The Robert Frost Stone House museum

When we traveled through Vermont this fall, I was eager to see the stone house where Robert Frost—one of my favorite poets--lived in the 1920s. The house is now a small museum, with family pictures and enlargements of selections from Frost’s books and letters  covering the walls. Though not as spectacular as some writers’ homes, the museum is a feast for any Frost enthusiast.

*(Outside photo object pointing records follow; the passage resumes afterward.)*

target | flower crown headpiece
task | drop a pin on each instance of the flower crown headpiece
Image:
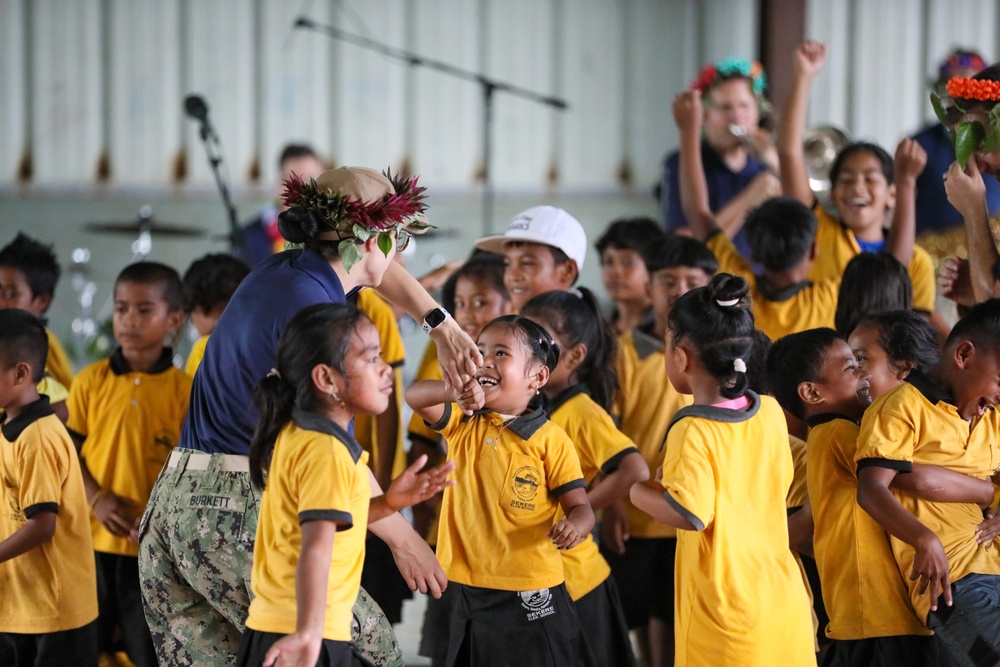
(969, 135)
(341, 217)
(731, 68)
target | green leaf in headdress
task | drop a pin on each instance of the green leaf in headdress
(968, 137)
(349, 253)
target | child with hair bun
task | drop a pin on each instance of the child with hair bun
(580, 391)
(740, 599)
(501, 531)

One piece of correspondence especially fascinated me. It was Frost’s caustic letter to his editor regarding “Stopping by Woods on a Snowy Evening,” that poem beloved by thousands of us. The editor had added commas to Frost’s original line, “The woods are lovely dark and deep,”  resulting in the familiar “lovely, dark, and deep” we have all seen in the published poem. Frost was obviously infuriated by the change. As a rather comma-happy editor myself, I could imagine myself automatically adding commas in the same places, and felt some sympathy for the editor. But Frost was right, of course—both the rhythm of the poem and the connotation of the line were changed by the added commas.

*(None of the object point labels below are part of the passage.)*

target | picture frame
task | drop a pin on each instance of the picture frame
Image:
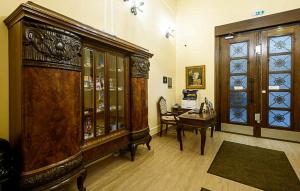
(195, 77)
(165, 79)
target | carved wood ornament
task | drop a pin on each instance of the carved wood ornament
(51, 46)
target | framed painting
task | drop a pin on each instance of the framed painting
(195, 77)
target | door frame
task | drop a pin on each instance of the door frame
(282, 18)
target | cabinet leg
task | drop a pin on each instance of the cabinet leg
(212, 131)
(148, 143)
(203, 138)
(80, 181)
(132, 148)
(179, 138)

Coincidentally, the issue of Harper’s that came out while I visited Frost’s home contained a short story by Joyce Carol Oates, “Lovely, Dark, and Deep.” (It did not mention the commas.) Though clearly fiction, it was a slightly veiled sharp attack on Frost’s character. Using various sources, Oates quoted Frost’s children and associates about how he had mistreated those around him.  It is impossible to tell how much of Oates’s material is true, and how much is fictional. Whether Frost is as awful as he seems in this short story (which may well be true, from what I have read in other places) or not cannot be known with certainty. Because I find much meaning in his poetry, I hope he was a finer person than Oates pictured him.                                       


This lack of clarity troubles me, not just in regard to this story, but about combining fiction and history in general. What might be libelous in a nonfiction article is not in a short story, where the author is protected from accountability.